We can use below query to find the timestamp for begin and end of the related text strings and then calculate the total time taken for each stages of database role transition. If you notice in the sql we have used ORIGINATING_TIMESTAMP for timestamp of text string 'Convert to Standby/Cancel Recovery BEGIN timestamp' to consider it as begin timestamp of first step during role transition so that we can derive timing information of other stages by using this sql.

SELECT MIN(ORIGINATING_TIMESTAMP)
FROM X$DBGALERTEXT
WHERE MESSAGE_TEXT LIKE '[Text String]'
AND ORIGINATING_TIMESTAMP > [Timestamp of message - Convert to Standby/Cancel Recovery BEGIN timestamp];

Role transition optimization

There are few recommendations that can employ to minimize the RTO during role transition of database particularly for planned outage (switchover) and also few of the recommendations are applicable for un-planned outage (failover) as well.

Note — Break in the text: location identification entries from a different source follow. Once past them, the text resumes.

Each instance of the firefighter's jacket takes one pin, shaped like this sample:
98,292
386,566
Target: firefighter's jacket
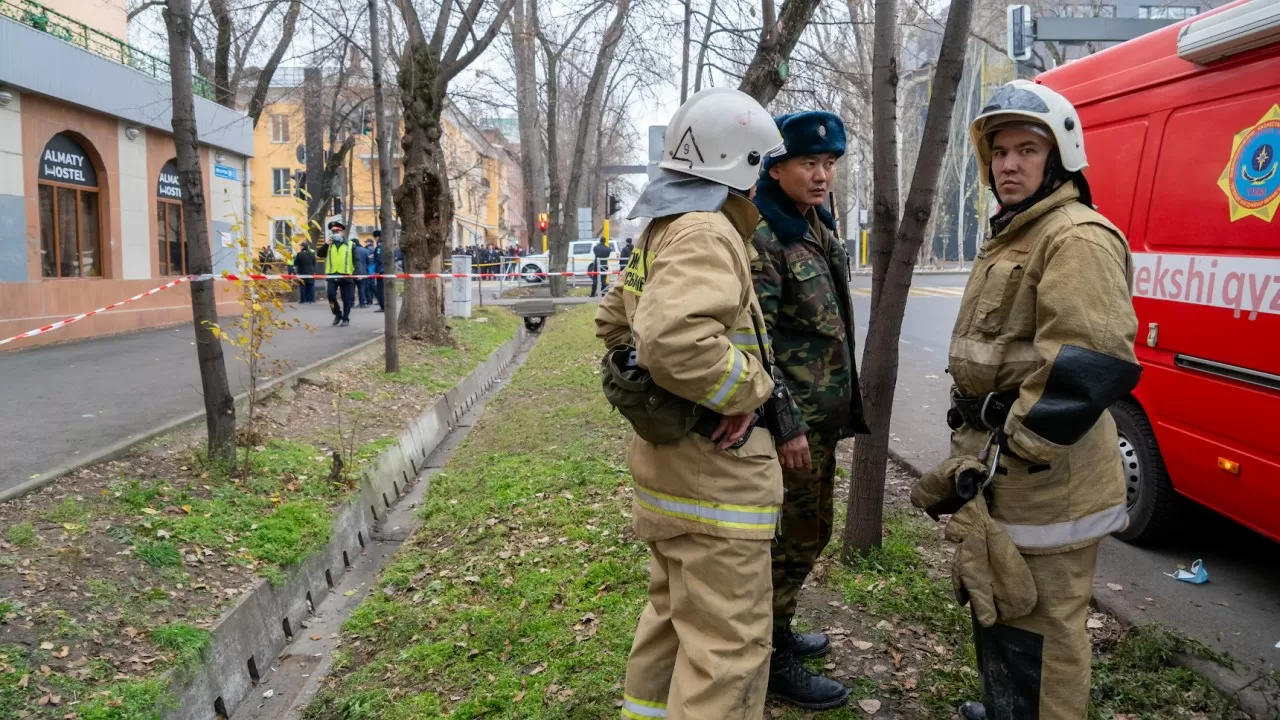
686,305
1047,313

  • Configure standby database to use real time apply so that redo is applied immediately when it is arrived into standby redo log files, if broker is configured with DelayMins=0 then broker always uses real time apply. In 12.1 release and above there is no need of specifying 'using current logfile' clause as by default real time apply will be used when standby redo log files exists.
  • Configure LOG_FILE_NAME_CONVERT parameter to pre-create standby redo log files when MRP is initiated first time. Can also be achieved manually as well by clearing the online redo log files. This reduces the time to open the database as primary after switchover by avoiding the creation/clearing of online redo log files on standby before it could be open as primary database.
  • Minimize the number of archiver process LOG_ARCHIVE_MAX_PROCESSES required for database to both local and remote archiving as it takes more time to shutdown the database when having high number of archiver process, in case of switchover this can be reduced before switchover and then increase it after completion of role transition.
  • Configure flashback to bring database back into protection level immediately in case of failover, can also be used for quickly recovering logical or user erros.
  • Use broker wherever possible to reduce the complexity of manual steps to be taken for role transition and management of log archiving parameters.
  • Rely on Fast Start Fail Over(FSFO) to automatically failover the database as part of disaster recovery plan.

Conclusion

To minimize the impact on application we need to minimize the downtime and derive the RTO beforehand to predict practically achievable target. Many factors influences database role transition time and hence it is important to track down the accurate timing information of each stage during switchover or failover. Varying workload on the database and multiple configuration factors like RAC, ADG, SGA size, number of sessions and number of data files in the database enforces the difficulty to accurately tune the role transition timing. This is where TMI can be leveraged to precisely capture the role transition time information which will be handy to investigate the performance further. If we measure the timeline across different database versions it shows that role transition time have been steadily improving with the latest versions.